Ele percebe que perdeu mais uma vez o fio da meada na aula, a classe de repente irrompendo numa risada rara cuja causa ele não conseguiu pegar. As piadas dessa professora eram tão ruins que eram boas. Ele recupera o seu aparelhinho do bolso e volta o arquivo nuns vinte segundos, os dedos engordurados sujando a tela.

Na mesma rua onde estava, Murilo passa ainda por uma outra lanchonete aberta de madrugada e cheia de gente nova e arrumada voltando de eventos noturnos. Mulheres com pernas enormes estadeadas de fora naquele frio, homens tão grandes de músculos bulbosos que Murilo não consegue deixar de achar engraçados. Ele força a si mesmo a repetir em voz alta aquela palavra que ele escuta da voz esganiçada de uma das meninas, uma palavra que ele nunca disse na vida sem aquele tom irônico que retorna agora automaticamente. Balada.

Um carro branco com luzes azuis saindo de baixo e música tão alta que seus graves são sentidos como forças percucientes vem das duzentos numa velocidade imbecil, derrapando e mudando de pista de forma irregular antes de estacionar de maneira espetacular na frente do Subway.
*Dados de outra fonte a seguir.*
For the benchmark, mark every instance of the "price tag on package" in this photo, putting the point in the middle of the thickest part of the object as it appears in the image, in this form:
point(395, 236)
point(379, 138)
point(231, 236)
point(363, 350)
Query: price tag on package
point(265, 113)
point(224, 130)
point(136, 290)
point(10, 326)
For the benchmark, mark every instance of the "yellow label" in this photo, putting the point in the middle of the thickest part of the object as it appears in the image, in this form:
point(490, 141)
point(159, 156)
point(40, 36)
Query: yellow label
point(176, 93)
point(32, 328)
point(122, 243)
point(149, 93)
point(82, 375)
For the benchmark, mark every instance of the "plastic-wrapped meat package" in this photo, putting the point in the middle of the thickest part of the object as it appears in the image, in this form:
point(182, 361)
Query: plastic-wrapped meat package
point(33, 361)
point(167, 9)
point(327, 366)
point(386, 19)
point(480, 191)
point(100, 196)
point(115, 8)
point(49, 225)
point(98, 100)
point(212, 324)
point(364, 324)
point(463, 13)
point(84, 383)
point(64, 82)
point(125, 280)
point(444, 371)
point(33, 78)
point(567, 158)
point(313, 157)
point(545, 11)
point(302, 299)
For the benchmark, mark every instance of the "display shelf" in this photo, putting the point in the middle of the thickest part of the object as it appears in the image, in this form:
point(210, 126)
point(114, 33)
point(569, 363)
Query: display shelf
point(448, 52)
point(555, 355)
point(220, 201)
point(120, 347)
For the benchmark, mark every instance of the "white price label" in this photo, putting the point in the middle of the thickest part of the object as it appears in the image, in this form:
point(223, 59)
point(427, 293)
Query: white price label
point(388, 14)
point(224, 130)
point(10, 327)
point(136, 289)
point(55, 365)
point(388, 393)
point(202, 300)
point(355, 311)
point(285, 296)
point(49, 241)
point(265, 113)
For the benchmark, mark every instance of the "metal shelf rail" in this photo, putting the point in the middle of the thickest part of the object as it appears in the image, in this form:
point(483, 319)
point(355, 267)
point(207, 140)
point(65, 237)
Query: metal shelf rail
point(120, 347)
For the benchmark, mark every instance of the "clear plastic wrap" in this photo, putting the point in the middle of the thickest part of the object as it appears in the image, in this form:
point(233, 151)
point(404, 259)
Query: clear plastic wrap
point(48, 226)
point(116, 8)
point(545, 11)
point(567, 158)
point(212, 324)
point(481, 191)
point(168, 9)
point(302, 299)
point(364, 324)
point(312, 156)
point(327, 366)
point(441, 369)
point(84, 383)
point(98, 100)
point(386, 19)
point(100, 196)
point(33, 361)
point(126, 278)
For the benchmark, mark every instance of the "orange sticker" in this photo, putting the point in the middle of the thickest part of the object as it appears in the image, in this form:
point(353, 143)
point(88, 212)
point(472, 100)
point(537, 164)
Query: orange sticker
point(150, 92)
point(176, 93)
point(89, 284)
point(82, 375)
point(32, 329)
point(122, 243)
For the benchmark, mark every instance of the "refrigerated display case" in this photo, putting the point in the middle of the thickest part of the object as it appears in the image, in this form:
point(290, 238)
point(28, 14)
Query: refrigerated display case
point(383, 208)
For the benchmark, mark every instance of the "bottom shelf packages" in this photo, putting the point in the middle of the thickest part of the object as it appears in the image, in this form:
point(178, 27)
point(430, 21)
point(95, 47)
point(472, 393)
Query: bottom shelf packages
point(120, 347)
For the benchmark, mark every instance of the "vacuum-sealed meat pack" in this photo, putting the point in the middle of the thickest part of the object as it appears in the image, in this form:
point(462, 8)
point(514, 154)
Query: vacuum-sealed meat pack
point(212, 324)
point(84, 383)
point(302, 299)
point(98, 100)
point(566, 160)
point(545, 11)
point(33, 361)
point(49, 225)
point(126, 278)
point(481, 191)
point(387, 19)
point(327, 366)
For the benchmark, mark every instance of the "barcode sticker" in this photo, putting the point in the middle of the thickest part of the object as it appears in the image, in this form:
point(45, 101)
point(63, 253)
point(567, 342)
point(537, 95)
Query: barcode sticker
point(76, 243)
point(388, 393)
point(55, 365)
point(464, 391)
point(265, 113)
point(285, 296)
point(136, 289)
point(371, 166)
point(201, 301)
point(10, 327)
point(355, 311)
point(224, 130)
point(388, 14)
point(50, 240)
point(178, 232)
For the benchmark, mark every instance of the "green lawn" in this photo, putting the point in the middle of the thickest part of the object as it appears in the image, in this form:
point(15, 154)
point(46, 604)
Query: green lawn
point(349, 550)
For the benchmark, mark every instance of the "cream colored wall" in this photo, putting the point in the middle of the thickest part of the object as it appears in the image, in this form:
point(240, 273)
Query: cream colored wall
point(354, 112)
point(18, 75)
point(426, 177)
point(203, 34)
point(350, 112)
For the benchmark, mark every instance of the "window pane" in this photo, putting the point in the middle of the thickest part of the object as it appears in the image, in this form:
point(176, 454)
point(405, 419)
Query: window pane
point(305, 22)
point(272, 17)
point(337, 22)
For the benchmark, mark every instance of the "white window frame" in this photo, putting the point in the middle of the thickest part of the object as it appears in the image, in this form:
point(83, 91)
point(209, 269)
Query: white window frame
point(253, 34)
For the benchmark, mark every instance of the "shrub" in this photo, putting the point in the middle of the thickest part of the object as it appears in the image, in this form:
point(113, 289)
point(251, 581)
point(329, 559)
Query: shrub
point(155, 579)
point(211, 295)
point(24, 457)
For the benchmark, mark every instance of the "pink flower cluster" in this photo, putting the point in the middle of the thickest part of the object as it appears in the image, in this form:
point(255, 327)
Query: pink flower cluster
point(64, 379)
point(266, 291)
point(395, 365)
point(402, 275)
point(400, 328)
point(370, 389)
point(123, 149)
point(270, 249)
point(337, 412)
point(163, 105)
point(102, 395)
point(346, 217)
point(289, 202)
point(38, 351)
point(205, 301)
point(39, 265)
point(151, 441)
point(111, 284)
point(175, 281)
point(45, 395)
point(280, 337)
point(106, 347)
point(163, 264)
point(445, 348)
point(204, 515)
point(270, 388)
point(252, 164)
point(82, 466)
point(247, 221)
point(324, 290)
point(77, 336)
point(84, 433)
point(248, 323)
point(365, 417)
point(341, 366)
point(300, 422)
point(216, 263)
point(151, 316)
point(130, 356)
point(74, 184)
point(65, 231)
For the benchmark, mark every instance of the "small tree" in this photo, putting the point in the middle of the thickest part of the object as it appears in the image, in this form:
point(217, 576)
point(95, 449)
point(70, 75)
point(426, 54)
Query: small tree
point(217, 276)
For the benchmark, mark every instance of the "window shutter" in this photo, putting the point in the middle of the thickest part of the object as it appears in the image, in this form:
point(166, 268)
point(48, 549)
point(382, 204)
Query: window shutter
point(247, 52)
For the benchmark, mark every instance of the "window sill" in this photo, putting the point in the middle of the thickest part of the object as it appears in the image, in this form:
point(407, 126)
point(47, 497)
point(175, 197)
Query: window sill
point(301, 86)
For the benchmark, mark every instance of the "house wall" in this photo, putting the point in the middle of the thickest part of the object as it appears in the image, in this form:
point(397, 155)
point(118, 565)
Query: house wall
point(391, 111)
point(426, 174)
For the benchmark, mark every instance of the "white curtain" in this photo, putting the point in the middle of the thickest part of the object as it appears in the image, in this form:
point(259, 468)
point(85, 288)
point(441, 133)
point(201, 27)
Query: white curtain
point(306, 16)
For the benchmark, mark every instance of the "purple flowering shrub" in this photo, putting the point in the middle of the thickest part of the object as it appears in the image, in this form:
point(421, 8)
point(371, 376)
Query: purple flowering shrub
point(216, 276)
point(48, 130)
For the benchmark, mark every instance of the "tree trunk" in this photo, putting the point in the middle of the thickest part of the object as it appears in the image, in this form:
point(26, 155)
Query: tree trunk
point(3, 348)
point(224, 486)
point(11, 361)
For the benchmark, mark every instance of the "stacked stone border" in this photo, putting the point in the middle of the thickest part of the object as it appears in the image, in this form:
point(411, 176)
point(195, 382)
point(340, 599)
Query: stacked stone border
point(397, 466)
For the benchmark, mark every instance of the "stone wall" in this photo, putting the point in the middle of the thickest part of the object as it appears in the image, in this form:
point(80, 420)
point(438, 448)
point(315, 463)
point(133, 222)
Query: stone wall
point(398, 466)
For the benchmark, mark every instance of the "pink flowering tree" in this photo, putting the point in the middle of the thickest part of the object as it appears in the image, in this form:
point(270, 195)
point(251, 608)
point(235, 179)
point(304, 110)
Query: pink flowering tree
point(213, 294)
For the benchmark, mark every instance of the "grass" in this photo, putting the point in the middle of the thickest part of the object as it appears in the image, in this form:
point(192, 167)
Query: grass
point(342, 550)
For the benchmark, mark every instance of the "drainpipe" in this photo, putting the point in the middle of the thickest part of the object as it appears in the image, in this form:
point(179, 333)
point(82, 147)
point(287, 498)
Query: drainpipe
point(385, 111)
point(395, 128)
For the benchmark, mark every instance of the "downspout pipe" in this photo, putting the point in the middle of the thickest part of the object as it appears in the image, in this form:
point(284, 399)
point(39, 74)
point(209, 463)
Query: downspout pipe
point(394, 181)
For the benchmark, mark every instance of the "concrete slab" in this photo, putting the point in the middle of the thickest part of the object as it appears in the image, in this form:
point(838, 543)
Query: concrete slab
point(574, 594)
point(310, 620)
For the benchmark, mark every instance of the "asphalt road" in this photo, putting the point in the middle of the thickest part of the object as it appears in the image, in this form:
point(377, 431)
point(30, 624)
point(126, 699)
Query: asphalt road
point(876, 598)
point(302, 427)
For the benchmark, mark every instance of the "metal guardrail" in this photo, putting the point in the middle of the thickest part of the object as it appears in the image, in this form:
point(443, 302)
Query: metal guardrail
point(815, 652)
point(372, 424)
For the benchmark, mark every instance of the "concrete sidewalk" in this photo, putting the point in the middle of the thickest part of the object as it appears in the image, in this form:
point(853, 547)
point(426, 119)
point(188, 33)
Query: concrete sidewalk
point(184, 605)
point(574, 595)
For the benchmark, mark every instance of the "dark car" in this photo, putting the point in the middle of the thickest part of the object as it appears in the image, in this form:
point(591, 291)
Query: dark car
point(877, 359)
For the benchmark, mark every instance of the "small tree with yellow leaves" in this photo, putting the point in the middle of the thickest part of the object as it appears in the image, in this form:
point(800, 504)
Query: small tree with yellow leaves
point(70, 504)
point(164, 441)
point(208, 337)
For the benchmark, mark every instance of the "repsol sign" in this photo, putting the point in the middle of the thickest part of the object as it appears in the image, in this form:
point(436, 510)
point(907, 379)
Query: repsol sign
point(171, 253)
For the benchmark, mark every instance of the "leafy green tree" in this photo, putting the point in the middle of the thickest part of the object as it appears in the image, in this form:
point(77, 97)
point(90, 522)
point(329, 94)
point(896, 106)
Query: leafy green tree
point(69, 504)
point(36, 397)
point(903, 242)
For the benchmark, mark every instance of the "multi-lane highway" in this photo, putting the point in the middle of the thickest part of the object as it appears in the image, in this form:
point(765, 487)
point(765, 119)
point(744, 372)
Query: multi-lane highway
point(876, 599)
A aula termina antes que ele chegue em casa, a professora se despede dos alunos e fala da aula seguinte (que ele ainda não baixou). O arquivo continua soando por algum tempo, Murilo ouvindo o barulho de papéis sendo distribuídos, mochilas sendo fechadas, pessoas agrupando seus casacos e pequenas extensões materiais antes de sair de uma sala de aula que ele consegue imaginar perfeitamente até seus mínimos detalhes, num final de tarde recuperado dum modo tão precário.

Ele já consegue ver de longe a fileira de casas amontoadas que contém a sua. Ele tenta andar rápido, sabe que teve alguns sequestros relâmpagos por ali perto nas últimas semanas, porque sua mãe fala disso sempre que vê que ele saiu de noite. Seria até engraçado se eles pegassem ele num negócio desses. Teriam dificuldade de acreditar que um moleque velho e, dependendo dos seus termos, com cara de playboy não tinha conta no banco e nem celular, não mais que quarenta centavos no bolso.